Stage Eleven: Health, Health Monitoring and Maintenance

As the transition to health takes hold, the actual time spent focused on recovery should diminish dramatically — eventually fading to mere 'refreshers' in skill development and awareness. A mechanical, objective weekly monitoring system should be in place to monitor for overall balance. An ingrained, 24-7 emotional monitoring system should be in place to serve as a warning system to detect immediate threats to one's core values. Additionally, confidence will have been built in the area of threat management through skill development and repetition in values-based urge-control. The concept of 'recovery' is phased out of one's vocabulary altogether, replaced by a fundamental responsibility to manage one's health and the threats to it.

Conclusion

Again, this is the typical path to someone engaged in a healthy transition from addiction, through recovery and onto health. It is not the only path. Though you would be wise to view any variant from this well-worn path with a cautious and pessimistic eye.

Exercise Three

Because of all of the deception inherent in addiction, it is common to challenge your own 'gut feelings' relating to your ability to read your partner. You may have even concluded that these instincts failed you. Yet what is most likely is that your instincts picked up on the curious patterns — it was your heart and head that altered your conclusions. And there is nothing wrong with that. It is a good person who leads their life with values such as trust and love and partnership.

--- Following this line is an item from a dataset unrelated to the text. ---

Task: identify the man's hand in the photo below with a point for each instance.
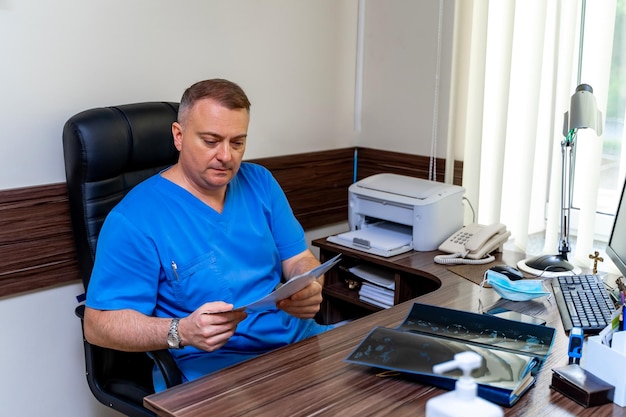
(210, 326)
(305, 303)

But, now that you know that you are dealing with an addiction...risk, vulnerability...these are things that you can no longer take for granted in your life. You must offer them only when accompanied by logic and reason. And so, at least until trust can be rebuilt, you will need to develop a more mechanical, objective and safe ability to monitor your partner's health. Much of this will be done throughout the workshop, but we will start by doing the following:

In your healing thread...

A) Brainstorm the times when your 'gut feelings' have been right about your partner's sexual and/or romantic behavior. Include times when you feel strongly that you were right (though it may never have been proven either way).

B) Identify as many major situations as you can where you allowed your head/heart to override your 'gut feelings' in relation to your partner's behavior.

For example:

Situation — my husband called to tell me he had to work late. I called him later that night and there was no answer. He said that his cell phone had died. My gut told me that something was not right. I ignored my gut because I didn't think there was any way he could lie to me so convincingly.

C) Relying on the experience you have gained, make a list of likely behaviors, situations and/or feelings that may trigger a conflict between your gut instinct, your value system and/or reality.

For example:

My husband says he is trying hard in recovery and I want to believe him, but the objective signs just aren't there.

My wife has befriended a male coworker and they go out to lunch several times a week, they play tennis together on the weekends, she goes over to his apartment to watch movies every now and then. She assures me it is completely innocent and I want to believe her. But my gut says I'm being naive.